Natalia Michalczyk redaktorka językowa
Temat: Ingerencja w cytaty
Czy podczas redakcji/korekty poprawiacie cytaty pochodzące z opublikowanych prac w języku polskim? Spotkałam się z takim podejściem, że drobne błędy, np. literówki i przecinki, można poprawiać bez podania informacji, że tekst został zmieniony. Wydaje mi się ono niesłuszne. Po pierwsze, trudno ocenić, co jest drobnym błędem (na pewno nie zaliczyłabym do tej grupy błędów interpunkcyjnych). Profesor Grzenia pisze z kolei o oczywistych błędach. To chyba jeszcze mniej jednoznaczne określenie, bo dla (dobrego) redaktora większość błędów to błędy oczywiste :) Po drugie, cytat to cytat – z definicji jest to dosłowne przytoczenie.Nielogiczne wydaje mi się też zmienianie form, które kiedyś, przed reformą, były poprawne, mam na myśli np. zmiany dotyczące interpunkcji w zdaniach z imiesłowami czy związane z pisownią imiesłowów, nawet jeśli cytat wykorzystujemy we współczesnym tekście.
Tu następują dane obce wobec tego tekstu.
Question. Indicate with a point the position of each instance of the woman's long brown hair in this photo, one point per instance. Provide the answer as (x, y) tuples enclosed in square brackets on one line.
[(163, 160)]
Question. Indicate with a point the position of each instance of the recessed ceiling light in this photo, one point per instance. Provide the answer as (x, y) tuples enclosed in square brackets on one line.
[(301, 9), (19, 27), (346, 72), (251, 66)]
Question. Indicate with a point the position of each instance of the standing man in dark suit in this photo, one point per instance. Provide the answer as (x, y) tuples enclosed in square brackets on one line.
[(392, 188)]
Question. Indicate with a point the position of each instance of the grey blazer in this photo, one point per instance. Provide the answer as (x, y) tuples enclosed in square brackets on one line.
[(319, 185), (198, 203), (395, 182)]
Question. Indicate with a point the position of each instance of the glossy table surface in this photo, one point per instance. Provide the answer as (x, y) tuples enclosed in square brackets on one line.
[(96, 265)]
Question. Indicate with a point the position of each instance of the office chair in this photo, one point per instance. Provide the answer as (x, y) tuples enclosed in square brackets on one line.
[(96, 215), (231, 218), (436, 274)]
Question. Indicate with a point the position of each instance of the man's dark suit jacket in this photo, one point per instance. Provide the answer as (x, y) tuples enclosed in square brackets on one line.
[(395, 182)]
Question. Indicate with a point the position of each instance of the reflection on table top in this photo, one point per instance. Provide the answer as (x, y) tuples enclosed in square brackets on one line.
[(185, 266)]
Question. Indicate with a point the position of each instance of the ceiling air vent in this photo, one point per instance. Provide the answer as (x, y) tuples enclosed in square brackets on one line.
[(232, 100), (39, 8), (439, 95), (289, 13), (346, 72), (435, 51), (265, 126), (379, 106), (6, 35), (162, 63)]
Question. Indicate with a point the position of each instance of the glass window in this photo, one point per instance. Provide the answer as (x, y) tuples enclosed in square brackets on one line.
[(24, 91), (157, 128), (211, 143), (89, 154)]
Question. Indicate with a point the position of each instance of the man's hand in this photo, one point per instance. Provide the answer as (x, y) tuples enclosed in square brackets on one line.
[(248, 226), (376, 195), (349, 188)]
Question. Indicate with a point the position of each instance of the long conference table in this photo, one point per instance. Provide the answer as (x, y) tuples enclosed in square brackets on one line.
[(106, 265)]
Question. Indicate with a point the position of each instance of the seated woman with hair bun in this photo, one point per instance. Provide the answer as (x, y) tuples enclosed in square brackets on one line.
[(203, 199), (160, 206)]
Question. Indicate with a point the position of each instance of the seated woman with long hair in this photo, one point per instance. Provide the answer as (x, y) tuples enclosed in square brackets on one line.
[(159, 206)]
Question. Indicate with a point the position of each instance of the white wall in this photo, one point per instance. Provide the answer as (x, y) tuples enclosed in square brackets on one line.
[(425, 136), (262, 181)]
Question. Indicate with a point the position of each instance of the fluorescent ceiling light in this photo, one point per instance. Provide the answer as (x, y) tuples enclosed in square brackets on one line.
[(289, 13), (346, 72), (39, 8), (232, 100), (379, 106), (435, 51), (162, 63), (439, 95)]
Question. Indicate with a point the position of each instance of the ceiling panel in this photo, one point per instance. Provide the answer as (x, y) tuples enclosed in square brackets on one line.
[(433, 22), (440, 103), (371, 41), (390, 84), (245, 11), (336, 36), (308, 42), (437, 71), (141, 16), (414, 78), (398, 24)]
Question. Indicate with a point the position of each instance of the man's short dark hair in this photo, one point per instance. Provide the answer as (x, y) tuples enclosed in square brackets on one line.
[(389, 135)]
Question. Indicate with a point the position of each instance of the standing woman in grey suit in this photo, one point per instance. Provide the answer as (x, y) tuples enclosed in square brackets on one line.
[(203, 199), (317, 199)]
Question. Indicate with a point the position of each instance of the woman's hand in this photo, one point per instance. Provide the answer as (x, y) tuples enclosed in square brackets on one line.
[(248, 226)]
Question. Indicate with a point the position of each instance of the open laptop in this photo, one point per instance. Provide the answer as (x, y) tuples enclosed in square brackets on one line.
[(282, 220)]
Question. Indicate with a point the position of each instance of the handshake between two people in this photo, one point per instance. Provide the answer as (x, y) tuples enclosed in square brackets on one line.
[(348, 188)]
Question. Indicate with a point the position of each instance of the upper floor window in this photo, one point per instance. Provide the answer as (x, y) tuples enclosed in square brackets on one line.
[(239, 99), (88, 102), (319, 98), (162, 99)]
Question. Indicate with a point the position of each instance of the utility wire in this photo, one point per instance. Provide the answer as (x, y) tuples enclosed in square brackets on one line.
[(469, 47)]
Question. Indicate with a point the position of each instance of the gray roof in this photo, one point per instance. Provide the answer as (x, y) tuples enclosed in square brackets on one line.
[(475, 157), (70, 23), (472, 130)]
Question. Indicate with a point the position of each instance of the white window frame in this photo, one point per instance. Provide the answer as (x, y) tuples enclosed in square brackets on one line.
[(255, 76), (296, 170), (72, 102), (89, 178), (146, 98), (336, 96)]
Były już podobne dyskusje na forum, ale sto lat temu – jestem ciekawa, jakie macie zdanie dziś ;) Ja skłaniałabym się ku temu, by zostawiać cytaty w wersji oryginalnej (ewentualnie poprawiać literówki), w przypadku dużej liczby błędów dopisywać „pisownia oryginalna”, a wyjątkowo spektakularne pomyłki oznaczać wykrzyknikiem lub „sic”. Chyba że tekst pochodzi z mało oficjalnego źródła (nie z książki, tylko np. bloga), wtedy można poprawić błędy, ale obowiązkowo trzeba dodać „pisownia poprawiona” lub coś w tym stylu.